Frequently used medications present in treated Montreal wastewater
Medications used to treat certain cancers, high cholesterol levels and hypertension have been found in the St. Lawrence River, upstream and downstream from the Montreal wastewater treatment plant, according to researchers at Université de Montréal.
The following have all been detected in wastewater entering the treatment station:
- Bezafibrate — a cholesterol-reducing medication.
- Enalapril — hypertension medication.
- Methotrexate and cyclophosphamide — used in the treatment of certain cancers.
However, the researchers only detected bezafibrate and enalapril in the water leaving the plant and in the surface water of the St. Lawrence, where the treated water is released.
Sébastien Sauvé, a professor of environmental chemistry at the university, said the team suspects the chemotherapy medications are also present in the treated water, but researchers will have to improve their detection methods before they show up.
"Consumption of these medications are quite low, but they are toxic. They kill all cells," he told CBC News.
"As for the chemotherapy products detected in the raw wastewater but not in the treated wastewater, one question remains," he said. "Did we not detect them because the treatment process succeeded in eliminating them or because our detection method is not yet sophisticated enough to detect them?"
The quantities of bezafibrate and enalapril detected in the raw wastewater, treated wastewater and surface water at the treatment station outlet are respectively: 50 nanograms per litre, 35 nanograms per litre, and 8 nanograms per litre for bezafibrate; and 280 nanogram per litre, 240 nanogram per litre and 39 nanogram per litre for enalapril.
"All in all, these quantities are minimal, yet we don't yet know their effects on the fauna and flora of the St. Lawrence," Sauvé said. "It is possible that some species are sensitive to them. Other ecotoxicological studies will be necessary."
The study was conducted due to the sharp rise in drug consumption over the past few years, the researchers said in a release.
In 1999, according to a study by consulting firm IMS Health Global Services, world drug consumption amounted to $342 billion Cdn. In 2006, that figure doubled to $643 billion.

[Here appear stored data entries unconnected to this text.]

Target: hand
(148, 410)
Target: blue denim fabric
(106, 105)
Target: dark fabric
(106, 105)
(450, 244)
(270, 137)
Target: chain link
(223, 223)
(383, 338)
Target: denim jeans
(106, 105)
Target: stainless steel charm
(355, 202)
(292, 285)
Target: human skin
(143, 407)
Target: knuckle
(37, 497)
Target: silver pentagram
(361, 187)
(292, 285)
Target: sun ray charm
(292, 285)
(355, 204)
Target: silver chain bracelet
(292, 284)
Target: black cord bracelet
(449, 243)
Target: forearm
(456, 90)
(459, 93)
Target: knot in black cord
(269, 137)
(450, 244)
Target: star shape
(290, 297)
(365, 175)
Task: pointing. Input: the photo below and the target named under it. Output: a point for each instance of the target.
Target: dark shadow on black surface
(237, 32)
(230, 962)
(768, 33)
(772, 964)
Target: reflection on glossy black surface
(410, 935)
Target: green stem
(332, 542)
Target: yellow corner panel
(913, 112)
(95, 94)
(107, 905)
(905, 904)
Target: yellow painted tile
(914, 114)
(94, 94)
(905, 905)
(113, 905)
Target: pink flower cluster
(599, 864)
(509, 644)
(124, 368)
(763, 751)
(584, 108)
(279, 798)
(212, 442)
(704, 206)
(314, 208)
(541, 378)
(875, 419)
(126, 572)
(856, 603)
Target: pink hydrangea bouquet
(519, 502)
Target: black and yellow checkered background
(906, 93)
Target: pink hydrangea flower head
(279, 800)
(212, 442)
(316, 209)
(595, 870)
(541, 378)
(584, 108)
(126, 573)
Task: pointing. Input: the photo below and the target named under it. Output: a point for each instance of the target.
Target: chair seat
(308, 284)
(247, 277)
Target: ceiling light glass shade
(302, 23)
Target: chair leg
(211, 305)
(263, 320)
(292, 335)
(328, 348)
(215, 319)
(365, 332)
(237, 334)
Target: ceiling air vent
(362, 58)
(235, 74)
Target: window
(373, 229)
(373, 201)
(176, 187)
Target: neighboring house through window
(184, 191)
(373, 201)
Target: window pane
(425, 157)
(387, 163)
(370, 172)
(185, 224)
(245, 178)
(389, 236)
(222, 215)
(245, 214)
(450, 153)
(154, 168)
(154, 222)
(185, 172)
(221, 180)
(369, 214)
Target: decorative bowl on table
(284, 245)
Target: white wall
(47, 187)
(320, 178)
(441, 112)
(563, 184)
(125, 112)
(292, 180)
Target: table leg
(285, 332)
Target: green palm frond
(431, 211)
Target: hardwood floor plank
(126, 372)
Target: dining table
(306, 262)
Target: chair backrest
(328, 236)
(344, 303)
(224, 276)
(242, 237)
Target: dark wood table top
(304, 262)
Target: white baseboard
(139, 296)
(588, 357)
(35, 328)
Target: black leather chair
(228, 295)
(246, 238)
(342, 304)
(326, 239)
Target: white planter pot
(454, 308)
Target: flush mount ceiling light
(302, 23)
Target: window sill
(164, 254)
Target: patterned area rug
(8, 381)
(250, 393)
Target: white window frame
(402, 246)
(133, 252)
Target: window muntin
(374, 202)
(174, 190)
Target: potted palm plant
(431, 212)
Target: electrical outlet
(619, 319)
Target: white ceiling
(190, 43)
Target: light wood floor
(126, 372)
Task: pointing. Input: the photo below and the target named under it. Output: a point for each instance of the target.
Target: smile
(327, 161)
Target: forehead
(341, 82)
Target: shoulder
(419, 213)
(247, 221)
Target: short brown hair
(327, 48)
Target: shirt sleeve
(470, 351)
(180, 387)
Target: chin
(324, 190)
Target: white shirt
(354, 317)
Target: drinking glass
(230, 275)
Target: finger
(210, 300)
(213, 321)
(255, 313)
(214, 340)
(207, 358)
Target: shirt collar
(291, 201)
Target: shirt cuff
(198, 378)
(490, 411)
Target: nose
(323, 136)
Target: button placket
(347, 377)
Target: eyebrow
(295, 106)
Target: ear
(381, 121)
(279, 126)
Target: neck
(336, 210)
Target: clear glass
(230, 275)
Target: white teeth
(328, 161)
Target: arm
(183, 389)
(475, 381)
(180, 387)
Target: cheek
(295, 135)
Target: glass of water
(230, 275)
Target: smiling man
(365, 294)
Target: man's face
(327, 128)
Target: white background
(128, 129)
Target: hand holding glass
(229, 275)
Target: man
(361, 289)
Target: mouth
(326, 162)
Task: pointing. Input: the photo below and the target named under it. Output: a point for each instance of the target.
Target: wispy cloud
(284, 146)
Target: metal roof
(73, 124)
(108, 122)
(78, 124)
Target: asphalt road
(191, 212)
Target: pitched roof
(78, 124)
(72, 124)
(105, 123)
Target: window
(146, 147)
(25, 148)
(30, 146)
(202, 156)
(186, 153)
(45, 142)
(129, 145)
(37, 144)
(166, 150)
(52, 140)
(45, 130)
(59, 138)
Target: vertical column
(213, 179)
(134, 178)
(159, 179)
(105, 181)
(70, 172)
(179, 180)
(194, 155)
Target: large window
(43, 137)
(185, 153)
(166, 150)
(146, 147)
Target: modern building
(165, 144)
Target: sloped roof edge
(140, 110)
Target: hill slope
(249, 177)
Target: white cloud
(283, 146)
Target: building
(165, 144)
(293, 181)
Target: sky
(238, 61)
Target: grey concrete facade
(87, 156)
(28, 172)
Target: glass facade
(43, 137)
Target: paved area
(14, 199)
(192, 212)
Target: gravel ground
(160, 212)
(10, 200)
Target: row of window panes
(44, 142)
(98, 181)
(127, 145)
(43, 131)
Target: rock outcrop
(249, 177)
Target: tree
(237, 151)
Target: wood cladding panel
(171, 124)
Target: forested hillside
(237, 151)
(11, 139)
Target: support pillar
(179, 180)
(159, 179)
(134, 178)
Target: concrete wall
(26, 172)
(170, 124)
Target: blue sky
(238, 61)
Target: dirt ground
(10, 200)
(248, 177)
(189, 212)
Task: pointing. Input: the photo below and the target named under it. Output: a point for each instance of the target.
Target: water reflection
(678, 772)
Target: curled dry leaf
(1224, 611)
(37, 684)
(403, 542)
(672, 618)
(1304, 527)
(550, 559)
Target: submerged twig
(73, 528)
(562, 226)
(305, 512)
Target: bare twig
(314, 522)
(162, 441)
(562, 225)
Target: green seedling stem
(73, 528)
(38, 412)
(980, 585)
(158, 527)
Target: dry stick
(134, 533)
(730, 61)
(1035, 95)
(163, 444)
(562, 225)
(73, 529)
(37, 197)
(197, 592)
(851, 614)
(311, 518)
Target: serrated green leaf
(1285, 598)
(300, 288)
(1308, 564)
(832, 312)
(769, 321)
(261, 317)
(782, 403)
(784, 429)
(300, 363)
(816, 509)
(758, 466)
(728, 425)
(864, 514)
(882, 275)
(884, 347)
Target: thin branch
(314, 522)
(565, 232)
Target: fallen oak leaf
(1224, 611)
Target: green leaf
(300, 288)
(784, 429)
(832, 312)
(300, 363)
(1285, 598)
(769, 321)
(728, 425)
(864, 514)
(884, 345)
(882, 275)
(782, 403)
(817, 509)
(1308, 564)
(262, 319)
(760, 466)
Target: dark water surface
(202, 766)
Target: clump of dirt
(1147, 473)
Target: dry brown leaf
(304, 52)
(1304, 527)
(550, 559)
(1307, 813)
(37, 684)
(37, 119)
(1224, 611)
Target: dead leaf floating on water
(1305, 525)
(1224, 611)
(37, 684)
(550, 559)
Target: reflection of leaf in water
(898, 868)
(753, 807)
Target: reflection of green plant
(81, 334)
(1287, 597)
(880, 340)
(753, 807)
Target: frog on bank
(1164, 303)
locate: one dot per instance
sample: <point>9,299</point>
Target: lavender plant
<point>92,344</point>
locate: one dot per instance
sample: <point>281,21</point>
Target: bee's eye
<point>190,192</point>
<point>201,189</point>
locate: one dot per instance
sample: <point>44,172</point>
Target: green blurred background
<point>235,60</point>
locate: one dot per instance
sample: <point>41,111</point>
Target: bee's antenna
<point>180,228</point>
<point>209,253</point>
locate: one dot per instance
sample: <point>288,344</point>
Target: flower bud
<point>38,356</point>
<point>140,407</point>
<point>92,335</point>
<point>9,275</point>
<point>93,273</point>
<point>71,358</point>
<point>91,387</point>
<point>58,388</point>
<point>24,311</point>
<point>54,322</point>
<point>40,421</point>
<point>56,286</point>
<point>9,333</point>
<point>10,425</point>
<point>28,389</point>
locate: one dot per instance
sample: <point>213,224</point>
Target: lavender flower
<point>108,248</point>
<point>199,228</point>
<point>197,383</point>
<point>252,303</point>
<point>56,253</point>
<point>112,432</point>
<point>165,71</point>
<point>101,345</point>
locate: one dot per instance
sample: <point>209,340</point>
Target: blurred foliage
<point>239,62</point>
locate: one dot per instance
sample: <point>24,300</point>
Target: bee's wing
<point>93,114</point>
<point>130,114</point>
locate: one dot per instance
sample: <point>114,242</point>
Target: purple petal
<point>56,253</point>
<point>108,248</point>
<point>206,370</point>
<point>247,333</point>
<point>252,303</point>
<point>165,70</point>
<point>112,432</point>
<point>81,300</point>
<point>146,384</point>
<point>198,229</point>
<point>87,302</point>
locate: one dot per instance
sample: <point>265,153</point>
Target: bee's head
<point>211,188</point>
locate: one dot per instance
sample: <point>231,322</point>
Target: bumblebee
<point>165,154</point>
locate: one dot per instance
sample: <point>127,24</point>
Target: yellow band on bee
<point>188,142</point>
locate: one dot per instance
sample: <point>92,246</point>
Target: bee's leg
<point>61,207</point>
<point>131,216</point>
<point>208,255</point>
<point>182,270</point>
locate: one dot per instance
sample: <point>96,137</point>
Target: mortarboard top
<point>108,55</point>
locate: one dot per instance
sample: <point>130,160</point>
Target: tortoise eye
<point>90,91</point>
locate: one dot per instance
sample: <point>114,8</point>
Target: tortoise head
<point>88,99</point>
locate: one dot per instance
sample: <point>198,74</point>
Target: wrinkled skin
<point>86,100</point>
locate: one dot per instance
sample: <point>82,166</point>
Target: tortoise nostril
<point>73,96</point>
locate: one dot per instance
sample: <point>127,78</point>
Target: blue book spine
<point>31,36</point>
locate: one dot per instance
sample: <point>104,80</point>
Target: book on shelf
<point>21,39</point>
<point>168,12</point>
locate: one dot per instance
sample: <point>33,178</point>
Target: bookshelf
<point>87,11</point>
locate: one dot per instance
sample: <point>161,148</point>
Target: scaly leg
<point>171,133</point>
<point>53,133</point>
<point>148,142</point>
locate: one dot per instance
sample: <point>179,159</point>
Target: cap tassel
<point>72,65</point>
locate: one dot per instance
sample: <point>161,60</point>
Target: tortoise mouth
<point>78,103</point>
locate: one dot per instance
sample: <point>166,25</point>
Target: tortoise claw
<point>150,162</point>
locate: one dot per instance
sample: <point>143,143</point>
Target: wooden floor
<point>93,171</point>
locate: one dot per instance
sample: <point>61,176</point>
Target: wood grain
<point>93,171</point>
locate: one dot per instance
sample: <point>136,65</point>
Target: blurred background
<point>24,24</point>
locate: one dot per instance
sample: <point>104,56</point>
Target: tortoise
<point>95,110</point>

A significant proportion of the drugs consumed are excreted by the human body in urine and end up in municipal wastewater. Sauvé said the same is true for the drugs his research team found in the Montreal area.
Previous studies have detected antibiotics in waterways, as well as the remnants of hormone replace therapy and birth-control pills.
Antibiotics are "barely removed," while a "good portion or three-quarters" of prescribed hormones are gone after they leave the body, Sauvé said. "But one-fourth is still too much," he added.
He said estrogen, for example, affects the endocrinology of fish, and if levels are too high, waterways can end up with mostly female fish, curbing population growth.